Community Benefit

Donated Space

Please Take Note: The information provided does not constitute legal or tax advice. The material is provided for informational/educational purposes only. Please consult with counsel regarding your organization's particular circumstances.

Question: Our hospital is leasing a floor on one of our wings to our system’s hospice program to start a "Hospice House" for patients who don't want to be at home during their final days. Our hospice program is part of our system's Senior and Community Service programs and their finances are controlled by Senior Services. They are separate from the hospital but yet we are all under the system's umbrella. We are leasing the space at a nominal fee since it is a service offered by our system and the fact that it meets a huge community need.

What can be reported as community benefit and how? The service is needed by the community and we will be collecting $390,000 less per year for the space than "market." Can we claim the $390,000 as community benefit?

Recommendation:

From Keith Hearle of Verité Healthcare Consulting, LLC.

There are two options you might want to consider:

  • One, you can count the donated space as an "in-kind" donation. The CHA Guide and the IRS 990 Schedule H instructions speak to counting space provided to community organizations in this way, so treating this clinical space in a similar fashion is consistent with that guidance. For this option to be credible, you probably want to be sure that the nominal payment on the space in fact is nominal (i.e., $1 per year or even zero). But you’ll want a lease agreement in place to cover liability and other important matters.
  • Second, you can charge the hospice organization fair market value (FMV) for the space, but then make a community benefit cash contribution/grant to the organization that offsets the FMV amount. In other words, charge $390,000 and get paid for the space — but then separately give say $390,000 or $400,000 explicitly to help the hospice entity benefit the community. The two payments should not be exactly the same or discussed as a quid pro quo.  These are two separate transactions — FMV payment for the lease, and community benefit grant. To report cash contributions like this as community benefit there are rules that must be honored (you must restrict the use of the funds to a community benefit purpose — such as charity care to be provided by the Hospice, or Medicaid services).

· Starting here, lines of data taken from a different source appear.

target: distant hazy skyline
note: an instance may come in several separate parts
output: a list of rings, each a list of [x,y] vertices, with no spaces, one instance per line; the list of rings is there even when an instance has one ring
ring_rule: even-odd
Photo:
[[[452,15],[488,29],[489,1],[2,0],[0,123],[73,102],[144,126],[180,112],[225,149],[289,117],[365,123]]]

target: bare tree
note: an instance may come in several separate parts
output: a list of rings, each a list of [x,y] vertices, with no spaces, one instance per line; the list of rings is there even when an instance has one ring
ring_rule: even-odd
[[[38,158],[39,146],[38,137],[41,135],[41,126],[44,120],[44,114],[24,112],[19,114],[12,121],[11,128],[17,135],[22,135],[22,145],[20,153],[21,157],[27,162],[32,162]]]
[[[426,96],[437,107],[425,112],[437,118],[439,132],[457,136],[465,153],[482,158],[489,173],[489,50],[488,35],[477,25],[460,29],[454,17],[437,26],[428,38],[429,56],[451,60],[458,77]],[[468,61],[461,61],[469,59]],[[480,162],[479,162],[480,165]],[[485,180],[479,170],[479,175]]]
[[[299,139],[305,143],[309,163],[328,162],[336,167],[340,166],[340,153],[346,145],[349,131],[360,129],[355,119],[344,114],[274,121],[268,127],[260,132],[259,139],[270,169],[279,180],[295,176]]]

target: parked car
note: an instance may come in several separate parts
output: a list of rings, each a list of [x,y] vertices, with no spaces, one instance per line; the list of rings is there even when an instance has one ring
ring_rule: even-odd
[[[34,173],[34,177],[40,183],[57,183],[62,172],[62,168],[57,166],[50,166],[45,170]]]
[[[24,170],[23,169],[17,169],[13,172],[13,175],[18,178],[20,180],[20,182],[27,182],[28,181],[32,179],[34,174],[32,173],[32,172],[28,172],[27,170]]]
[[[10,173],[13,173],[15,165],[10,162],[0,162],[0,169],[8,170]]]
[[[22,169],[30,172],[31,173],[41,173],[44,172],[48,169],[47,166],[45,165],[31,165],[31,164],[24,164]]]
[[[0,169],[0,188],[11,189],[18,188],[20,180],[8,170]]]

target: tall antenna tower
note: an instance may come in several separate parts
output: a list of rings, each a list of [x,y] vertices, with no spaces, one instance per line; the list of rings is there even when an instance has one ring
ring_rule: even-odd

Also, it's important to assure that a prudent layperson would agree that supporting the hospice, in a general sense, truly is a community benefit (meets the definition of a subsidized health service, provides services to low-income people, etc.). That's important under both scenarios.

(April 2015)


Question: We allow many outside groups to come in and use our facility for meeting space. Some of these groups, such as the Parkinson's support group, are directly related to improving health of seniors in the community. However, we do have a few groups that meet here (such as Girl Scout troops) for free but they do not relate directly to health care in the community. How do we count this? Under which category do we place these items? Can we count these costs as community benefit?

Recommendation: Donating space to health care related not-for-profit community groups can be counted as community benefit. Hosting non-health care related community groups, while not directly tied to improving health, supports the community building role of your organization and therefore should be reported as community-building.

We recommend estimating the overhead expense, staff time to set up and breakdown room, and cost of refreshments provided for the meetings. For the Parkinson's support group, the costs should be reported under Category E3. In-Kind Donation, or in the case of community building related groups, in F. Community Building. When estimating the true cost of the space, make sure to use cost (which can be derived from your organization's cost report) rather than using market rate values. For example, do not count what a local hotel might charge for a conference room, but develop an estimate of your costs.